Tous les peuples de l’Amérique ont un état social démocratique. — Cependant les institutions démocratiques ne se soutiennent que chez les Anglo-Américains. — Les Espagnols de l’Amérique du Sud, aussi favorisés par la nature physique que les Anglo-Américains, ne peuvent supporter la république démocratique. — Le Mexique, qui a adopté la Constitution des États-Unis, ne le peut. — Les Anglo-Américains de l’Ouest la supportent avec plus de peine que ceux de l’Est. — Raisons de ces différences.

J’ai dit qu’il fallait attribuer le maintien des institutions démocratiques des États-Unis aux circonstances, aux lois et aux mœurs[1].

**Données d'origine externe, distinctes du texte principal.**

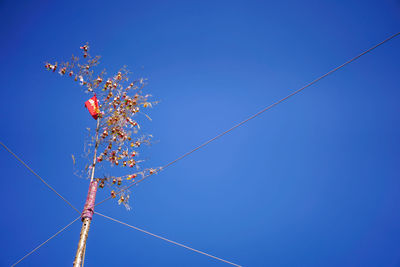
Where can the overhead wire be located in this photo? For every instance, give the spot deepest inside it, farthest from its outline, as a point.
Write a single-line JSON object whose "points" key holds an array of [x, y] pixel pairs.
{"points": [[168, 240], [36, 248], [258, 113], [38, 176]]}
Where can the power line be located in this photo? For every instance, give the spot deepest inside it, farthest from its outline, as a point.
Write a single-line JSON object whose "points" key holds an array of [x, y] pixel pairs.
{"points": [[260, 112], [45, 241], [165, 239], [38, 176]]}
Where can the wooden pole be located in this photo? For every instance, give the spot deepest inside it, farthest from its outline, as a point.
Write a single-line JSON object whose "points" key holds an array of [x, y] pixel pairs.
{"points": [[88, 209]]}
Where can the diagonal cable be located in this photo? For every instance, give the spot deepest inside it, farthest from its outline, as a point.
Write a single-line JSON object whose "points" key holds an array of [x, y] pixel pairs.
{"points": [[170, 241], [260, 112], [65, 227], [38, 176]]}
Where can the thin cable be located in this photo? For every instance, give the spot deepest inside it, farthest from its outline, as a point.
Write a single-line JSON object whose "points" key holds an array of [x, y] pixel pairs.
{"points": [[37, 175], [259, 113], [46, 241], [170, 241]]}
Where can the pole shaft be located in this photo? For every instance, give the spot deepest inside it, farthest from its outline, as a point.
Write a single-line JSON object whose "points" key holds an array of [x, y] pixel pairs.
{"points": [[82, 242], [88, 209]]}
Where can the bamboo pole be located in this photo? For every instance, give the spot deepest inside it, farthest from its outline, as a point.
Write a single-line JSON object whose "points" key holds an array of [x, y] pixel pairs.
{"points": [[88, 208]]}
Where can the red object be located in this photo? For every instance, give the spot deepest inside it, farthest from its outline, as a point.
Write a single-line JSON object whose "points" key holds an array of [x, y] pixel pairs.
{"points": [[93, 106]]}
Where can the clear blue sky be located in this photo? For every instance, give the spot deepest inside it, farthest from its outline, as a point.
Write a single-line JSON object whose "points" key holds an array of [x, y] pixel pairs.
{"points": [[313, 182]]}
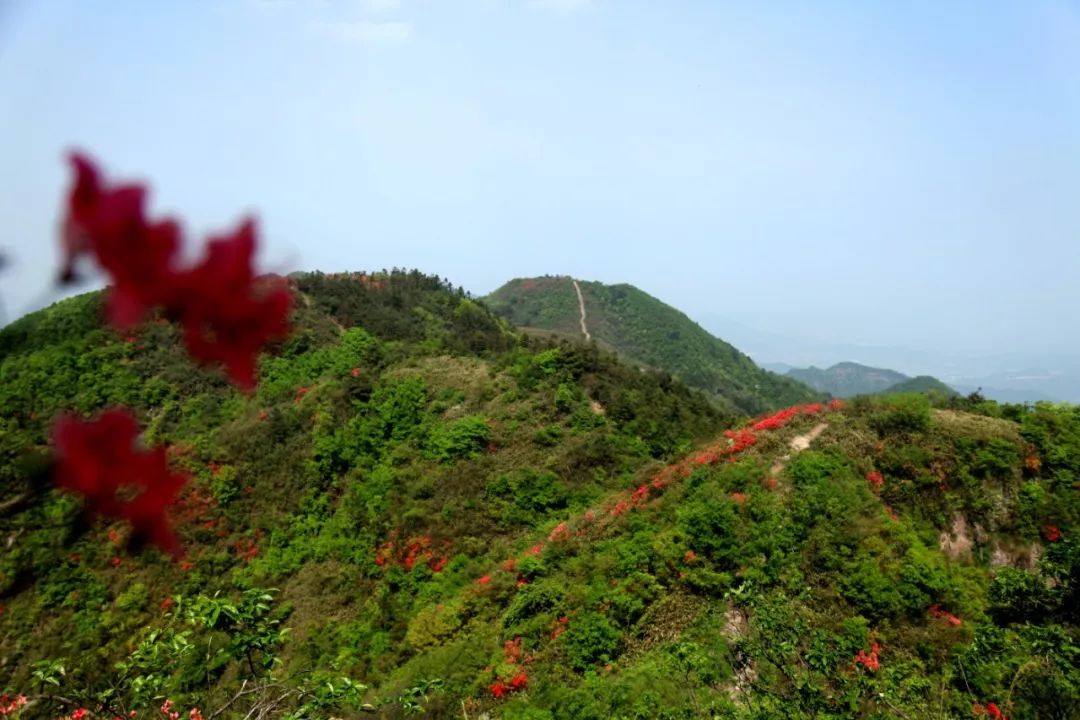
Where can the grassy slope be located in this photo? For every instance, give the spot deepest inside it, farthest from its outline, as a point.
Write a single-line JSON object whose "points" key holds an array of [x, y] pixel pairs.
{"points": [[649, 333], [723, 594]]}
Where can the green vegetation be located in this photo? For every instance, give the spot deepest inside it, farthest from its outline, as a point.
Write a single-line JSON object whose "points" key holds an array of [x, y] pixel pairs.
{"points": [[848, 379], [923, 383], [422, 512], [646, 331]]}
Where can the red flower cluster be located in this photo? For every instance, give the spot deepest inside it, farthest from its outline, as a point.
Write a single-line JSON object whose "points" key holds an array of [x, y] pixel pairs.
{"points": [[741, 439], [97, 459], [989, 710], [416, 548], [520, 681], [935, 611], [512, 651], [228, 313], [871, 661], [781, 418], [561, 626], [247, 549], [10, 705]]}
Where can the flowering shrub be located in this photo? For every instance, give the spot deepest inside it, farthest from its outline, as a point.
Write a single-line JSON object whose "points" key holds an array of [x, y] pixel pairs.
{"points": [[98, 460], [988, 710], [935, 611], [11, 705], [871, 661]]}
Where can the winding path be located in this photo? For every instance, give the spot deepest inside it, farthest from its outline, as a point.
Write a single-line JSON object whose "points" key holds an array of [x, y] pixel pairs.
{"points": [[581, 307]]}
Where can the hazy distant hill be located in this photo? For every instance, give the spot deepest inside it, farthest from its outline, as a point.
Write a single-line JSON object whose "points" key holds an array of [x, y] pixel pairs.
{"points": [[646, 331], [848, 379], [923, 383]]}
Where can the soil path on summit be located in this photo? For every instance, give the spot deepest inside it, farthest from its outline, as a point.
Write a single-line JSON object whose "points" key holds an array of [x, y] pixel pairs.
{"points": [[581, 307], [798, 444]]}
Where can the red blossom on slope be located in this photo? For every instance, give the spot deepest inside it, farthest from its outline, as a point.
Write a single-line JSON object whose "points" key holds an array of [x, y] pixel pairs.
{"points": [[871, 661], [935, 611], [98, 460]]}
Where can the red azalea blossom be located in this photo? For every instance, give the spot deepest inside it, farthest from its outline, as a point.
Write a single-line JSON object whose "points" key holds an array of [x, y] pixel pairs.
{"points": [[10, 705], [97, 459], [936, 611], [558, 532], [520, 681], [512, 650], [138, 255], [228, 313], [871, 661]]}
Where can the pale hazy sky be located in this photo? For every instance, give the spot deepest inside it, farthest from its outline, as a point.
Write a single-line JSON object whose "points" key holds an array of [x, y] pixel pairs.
{"points": [[898, 173]]}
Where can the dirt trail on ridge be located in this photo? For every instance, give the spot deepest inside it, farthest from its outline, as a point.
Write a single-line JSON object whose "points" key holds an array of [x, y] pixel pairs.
{"points": [[798, 444], [581, 307]]}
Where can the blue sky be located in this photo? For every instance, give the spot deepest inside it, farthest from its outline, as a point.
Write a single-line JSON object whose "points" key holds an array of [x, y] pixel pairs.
{"points": [[902, 173]]}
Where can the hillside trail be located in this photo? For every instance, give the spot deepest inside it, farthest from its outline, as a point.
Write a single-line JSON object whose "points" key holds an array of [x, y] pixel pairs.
{"points": [[581, 307], [798, 444]]}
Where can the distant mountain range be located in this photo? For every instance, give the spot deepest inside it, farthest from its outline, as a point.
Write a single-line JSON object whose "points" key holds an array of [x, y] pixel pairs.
{"points": [[1011, 376], [850, 379], [648, 333]]}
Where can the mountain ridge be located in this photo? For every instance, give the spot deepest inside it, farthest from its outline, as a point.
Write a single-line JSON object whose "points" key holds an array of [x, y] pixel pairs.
{"points": [[648, 333], [462, 518]]}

La plupart des Européens ne connaissent que la première de ces trois causes, et ils lui donnent une importance prépondérante qu’elle n’a pas.

Il est vrai que les Anglo-Américains ont apporté dans le nouveau monde l’égalité des conditions. Jamais on ne rencontra parmi eux ni roturiers ni nobles ; les préjugés de naissance y ont toujours été aussi inconnus que les préjugés de profession. L’état social se trouvant ainsi

  1. Je rappelle ici au lecteur le sens général dans lequel je prends le mot mœurs ; j’entends par ce mot l’ensemble des dispositions intellectuelles et morales, que les hommes apportent dans l’état de société.